A number of colleges in Ontario with large international programmes, for example, are projecting significant enrolment drops this fall, including Georgian College (-24%), Humber College (-40%), Sheridan College (-42%), and St Clair College (-50%).

Similarly, those universities that have publicly reported projections for the year ahead are anticipating significant declines in international numbers, typically ranging from -20% to -50%. Some have put a dollar value on that decrease as well, with the University of British Columbia anticipating a CDN$76 million shortfall in international tuition revenues for the 2020/21 academic year, and Thompson Rivers University forecasting a CDN$20 million drop in international tuition.
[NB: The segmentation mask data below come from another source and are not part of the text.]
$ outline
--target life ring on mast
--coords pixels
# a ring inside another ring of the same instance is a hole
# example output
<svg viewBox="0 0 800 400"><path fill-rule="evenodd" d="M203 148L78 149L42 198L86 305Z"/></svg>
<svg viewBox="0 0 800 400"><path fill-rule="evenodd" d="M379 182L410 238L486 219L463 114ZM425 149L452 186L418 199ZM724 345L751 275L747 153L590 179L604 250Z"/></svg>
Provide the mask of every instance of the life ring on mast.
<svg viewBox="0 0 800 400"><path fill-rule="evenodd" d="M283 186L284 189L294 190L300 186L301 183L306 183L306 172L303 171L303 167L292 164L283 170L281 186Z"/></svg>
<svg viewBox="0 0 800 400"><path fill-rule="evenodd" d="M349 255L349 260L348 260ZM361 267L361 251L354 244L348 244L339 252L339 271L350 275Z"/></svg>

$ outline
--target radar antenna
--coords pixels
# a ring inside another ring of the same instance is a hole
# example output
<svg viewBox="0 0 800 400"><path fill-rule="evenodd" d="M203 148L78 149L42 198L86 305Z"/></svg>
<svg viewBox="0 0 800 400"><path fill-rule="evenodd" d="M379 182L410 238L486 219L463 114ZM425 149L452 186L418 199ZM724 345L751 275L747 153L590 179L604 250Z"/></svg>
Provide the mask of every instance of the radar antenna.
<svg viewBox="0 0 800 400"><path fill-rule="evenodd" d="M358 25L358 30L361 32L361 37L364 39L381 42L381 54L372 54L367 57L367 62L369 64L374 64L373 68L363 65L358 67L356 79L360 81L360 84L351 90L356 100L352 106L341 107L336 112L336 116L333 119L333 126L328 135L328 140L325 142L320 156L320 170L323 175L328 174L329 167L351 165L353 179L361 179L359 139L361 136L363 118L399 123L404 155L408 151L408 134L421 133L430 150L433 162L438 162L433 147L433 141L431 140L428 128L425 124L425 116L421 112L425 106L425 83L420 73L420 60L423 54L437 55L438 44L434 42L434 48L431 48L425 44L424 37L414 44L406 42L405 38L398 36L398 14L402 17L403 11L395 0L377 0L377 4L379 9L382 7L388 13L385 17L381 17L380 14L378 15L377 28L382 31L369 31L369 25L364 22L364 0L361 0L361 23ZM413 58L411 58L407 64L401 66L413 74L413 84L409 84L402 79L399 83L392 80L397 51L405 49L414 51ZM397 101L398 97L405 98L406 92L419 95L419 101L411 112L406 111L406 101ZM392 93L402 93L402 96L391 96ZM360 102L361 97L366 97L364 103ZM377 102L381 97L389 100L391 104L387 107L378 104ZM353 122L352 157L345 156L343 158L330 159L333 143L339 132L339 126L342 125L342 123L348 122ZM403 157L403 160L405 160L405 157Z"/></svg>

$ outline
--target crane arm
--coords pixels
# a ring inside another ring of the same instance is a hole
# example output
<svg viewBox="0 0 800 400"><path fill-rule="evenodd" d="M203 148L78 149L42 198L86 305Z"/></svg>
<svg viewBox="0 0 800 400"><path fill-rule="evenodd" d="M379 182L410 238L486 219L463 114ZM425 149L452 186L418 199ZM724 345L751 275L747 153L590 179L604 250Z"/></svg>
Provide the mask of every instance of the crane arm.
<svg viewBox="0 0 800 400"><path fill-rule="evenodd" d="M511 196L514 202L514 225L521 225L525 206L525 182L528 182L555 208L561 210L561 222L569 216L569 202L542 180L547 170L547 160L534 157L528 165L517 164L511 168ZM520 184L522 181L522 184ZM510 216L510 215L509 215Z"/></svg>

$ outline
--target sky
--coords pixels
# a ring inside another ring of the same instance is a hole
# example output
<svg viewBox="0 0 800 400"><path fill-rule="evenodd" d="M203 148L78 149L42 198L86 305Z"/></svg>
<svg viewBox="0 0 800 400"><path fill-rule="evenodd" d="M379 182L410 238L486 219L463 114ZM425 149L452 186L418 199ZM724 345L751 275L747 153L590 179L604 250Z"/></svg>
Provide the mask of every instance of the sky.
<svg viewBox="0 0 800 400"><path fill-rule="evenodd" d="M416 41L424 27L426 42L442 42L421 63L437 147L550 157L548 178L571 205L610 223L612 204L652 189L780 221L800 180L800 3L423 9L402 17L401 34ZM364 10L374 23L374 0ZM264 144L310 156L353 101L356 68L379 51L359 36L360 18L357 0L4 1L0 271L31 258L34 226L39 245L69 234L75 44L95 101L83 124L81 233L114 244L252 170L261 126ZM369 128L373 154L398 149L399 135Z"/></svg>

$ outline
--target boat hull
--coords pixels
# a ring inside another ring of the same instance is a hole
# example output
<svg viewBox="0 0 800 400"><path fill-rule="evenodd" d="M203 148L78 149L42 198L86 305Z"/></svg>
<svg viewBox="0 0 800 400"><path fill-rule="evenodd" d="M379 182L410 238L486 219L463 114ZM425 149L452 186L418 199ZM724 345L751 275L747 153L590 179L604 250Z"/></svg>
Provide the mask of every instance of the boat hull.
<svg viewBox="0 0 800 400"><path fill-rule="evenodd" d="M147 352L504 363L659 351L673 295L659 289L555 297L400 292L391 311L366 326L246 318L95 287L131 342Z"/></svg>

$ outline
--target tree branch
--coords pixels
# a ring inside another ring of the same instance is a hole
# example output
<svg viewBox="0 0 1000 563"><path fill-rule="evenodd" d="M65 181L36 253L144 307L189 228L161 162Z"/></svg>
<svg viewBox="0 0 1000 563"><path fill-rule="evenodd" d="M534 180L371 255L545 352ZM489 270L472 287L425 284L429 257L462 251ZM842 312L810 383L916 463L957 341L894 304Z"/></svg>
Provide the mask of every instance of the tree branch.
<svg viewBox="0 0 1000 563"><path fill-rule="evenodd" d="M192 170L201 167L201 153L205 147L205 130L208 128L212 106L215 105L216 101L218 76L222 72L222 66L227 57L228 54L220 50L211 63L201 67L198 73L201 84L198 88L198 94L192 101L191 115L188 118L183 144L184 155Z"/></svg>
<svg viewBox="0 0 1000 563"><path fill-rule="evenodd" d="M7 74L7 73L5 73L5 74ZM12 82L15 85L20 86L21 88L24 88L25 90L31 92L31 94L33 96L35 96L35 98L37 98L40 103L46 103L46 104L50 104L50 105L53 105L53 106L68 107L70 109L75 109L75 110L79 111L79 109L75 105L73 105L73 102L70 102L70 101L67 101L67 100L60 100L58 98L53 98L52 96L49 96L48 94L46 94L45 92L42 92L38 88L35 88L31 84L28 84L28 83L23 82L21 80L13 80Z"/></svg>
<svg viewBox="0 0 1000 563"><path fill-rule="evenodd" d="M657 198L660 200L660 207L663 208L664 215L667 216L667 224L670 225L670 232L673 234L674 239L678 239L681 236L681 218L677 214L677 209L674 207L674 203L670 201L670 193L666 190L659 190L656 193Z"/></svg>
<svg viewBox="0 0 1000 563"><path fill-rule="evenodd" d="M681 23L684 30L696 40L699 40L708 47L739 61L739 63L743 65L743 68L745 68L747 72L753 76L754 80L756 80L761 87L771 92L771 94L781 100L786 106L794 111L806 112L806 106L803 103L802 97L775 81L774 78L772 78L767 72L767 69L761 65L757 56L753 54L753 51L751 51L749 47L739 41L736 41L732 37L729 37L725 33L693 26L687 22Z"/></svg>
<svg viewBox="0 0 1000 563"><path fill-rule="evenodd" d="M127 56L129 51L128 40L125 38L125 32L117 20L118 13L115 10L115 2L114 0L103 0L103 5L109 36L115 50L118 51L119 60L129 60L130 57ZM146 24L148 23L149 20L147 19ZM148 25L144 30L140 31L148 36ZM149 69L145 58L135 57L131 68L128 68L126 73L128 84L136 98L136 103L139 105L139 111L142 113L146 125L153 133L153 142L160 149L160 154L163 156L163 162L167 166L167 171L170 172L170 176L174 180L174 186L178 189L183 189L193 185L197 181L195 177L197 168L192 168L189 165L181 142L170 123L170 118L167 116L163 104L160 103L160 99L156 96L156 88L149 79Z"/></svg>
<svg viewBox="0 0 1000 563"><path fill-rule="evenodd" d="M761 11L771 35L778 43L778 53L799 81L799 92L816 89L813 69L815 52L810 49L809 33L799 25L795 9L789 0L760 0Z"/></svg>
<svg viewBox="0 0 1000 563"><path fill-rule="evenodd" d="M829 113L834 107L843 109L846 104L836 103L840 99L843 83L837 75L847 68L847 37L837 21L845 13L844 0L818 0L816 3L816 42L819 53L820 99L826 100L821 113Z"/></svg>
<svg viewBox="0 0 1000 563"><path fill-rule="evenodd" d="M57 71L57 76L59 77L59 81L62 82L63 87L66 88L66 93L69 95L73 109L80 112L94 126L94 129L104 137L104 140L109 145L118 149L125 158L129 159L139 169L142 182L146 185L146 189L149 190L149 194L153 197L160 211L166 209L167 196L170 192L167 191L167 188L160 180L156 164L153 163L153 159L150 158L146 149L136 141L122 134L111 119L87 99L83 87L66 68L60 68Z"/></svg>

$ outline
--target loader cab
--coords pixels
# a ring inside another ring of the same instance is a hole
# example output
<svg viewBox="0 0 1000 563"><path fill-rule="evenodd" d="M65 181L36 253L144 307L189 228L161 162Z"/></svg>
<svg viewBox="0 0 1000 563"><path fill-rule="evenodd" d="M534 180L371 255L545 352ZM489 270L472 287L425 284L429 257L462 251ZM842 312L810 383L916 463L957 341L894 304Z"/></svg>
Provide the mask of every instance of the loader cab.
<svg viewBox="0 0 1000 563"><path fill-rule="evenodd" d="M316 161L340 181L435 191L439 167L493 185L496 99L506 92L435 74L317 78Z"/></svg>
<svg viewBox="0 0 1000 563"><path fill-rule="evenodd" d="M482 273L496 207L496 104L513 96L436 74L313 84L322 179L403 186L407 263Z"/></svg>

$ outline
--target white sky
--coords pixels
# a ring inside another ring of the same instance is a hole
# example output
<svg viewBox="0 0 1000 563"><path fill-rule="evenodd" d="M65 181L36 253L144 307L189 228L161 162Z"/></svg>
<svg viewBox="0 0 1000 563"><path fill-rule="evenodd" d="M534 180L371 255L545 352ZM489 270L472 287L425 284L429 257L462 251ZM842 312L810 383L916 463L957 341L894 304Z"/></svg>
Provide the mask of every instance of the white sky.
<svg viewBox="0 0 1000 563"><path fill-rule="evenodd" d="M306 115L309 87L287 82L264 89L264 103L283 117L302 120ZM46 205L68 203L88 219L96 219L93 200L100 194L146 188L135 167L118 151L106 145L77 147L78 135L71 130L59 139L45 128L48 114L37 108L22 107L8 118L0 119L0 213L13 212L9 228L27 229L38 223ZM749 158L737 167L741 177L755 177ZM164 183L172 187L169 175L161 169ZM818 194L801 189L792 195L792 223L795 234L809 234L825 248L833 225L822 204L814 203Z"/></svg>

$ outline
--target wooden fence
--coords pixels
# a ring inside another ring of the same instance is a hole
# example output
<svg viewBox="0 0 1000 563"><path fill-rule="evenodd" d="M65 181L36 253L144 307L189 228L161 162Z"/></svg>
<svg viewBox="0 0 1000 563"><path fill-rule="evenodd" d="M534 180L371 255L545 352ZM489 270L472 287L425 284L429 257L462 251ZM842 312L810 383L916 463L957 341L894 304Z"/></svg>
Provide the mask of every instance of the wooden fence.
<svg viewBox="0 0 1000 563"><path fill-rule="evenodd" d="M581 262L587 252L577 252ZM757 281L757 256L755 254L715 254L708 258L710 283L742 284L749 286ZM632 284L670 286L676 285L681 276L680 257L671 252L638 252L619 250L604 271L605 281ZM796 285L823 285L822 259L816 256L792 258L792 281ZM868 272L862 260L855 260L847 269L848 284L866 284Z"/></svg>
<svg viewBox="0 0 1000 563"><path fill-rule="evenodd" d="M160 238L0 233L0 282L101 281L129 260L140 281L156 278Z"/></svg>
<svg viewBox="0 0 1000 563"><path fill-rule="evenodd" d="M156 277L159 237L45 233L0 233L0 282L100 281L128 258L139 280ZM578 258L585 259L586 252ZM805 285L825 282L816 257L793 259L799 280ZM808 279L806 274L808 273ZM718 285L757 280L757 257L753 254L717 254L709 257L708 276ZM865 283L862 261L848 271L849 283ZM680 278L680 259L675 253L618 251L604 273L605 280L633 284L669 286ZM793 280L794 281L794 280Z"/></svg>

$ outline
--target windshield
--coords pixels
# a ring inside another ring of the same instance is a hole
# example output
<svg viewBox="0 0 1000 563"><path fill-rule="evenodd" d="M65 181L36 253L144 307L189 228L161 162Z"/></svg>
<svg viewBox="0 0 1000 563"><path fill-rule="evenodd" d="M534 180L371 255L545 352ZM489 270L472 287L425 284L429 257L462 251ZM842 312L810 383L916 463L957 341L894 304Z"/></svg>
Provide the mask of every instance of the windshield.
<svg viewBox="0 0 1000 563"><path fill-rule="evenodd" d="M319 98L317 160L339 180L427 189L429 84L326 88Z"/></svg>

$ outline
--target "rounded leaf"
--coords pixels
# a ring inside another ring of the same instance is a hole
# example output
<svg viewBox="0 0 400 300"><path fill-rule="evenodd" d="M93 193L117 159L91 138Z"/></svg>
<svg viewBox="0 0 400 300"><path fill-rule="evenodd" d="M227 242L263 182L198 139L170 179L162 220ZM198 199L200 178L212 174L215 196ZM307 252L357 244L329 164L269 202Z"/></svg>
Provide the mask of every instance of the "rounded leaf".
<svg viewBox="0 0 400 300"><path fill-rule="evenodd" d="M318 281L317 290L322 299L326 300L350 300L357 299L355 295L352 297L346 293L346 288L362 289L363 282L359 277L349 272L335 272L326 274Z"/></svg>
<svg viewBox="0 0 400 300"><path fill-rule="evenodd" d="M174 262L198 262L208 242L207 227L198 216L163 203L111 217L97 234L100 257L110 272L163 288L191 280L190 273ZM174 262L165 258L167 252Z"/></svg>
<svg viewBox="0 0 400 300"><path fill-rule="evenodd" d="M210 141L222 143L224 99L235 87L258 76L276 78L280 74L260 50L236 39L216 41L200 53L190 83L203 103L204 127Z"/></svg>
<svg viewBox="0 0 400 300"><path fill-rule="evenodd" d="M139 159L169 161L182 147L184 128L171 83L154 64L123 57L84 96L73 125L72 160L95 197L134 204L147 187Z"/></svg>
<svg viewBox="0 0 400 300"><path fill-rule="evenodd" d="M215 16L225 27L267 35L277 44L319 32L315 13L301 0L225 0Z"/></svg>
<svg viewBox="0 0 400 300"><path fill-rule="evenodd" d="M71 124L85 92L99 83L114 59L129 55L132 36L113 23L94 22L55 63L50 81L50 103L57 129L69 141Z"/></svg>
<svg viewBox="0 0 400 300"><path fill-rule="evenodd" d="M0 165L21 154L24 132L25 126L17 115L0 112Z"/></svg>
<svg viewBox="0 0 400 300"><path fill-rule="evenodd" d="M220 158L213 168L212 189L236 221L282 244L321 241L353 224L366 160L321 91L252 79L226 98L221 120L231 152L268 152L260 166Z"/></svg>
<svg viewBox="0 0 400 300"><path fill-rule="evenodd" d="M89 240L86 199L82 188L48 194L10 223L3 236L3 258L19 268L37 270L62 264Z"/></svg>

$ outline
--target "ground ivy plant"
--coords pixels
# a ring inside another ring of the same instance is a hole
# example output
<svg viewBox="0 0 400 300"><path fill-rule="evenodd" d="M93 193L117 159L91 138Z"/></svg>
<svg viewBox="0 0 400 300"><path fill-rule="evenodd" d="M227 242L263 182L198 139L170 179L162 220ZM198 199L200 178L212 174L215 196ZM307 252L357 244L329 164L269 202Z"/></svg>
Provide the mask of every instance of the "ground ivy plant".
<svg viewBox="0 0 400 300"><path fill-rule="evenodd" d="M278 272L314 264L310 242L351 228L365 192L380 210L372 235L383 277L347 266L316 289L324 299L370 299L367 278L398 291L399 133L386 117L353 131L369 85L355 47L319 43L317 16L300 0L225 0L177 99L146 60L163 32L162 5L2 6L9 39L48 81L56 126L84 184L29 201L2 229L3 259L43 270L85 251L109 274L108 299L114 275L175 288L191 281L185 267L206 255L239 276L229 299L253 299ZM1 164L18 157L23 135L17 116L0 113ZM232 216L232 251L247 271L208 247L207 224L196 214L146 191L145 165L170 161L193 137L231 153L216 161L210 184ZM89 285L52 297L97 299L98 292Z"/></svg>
More broadly, Mr Steele observes that larger research institutions may have an advantage in terms of attracting domestic students this year, while, ironically, some smaller institutions that emphasise more the quality of their campus communities or student experience may be at more of a disadvantage. “It wouldn’t surprise me if the big winners in domestic enrolment were top research universities like [University of Toronto], [University of Waterloo], [Western University], and [University of Saskatchewan],” he says. “Far-flung Canadian undergrads see an opportunity to attend a big brand institution without leaving home, and may even assume that larger institutions have better-developed online offerings.” Meanwhile, “It appears as though many of the universities struggling with domestic enrolment this fall are those that have always prided themselves on their campus experience (like Acadia, Brandon, Bishop’s and [Mount Saint Vincent University]).”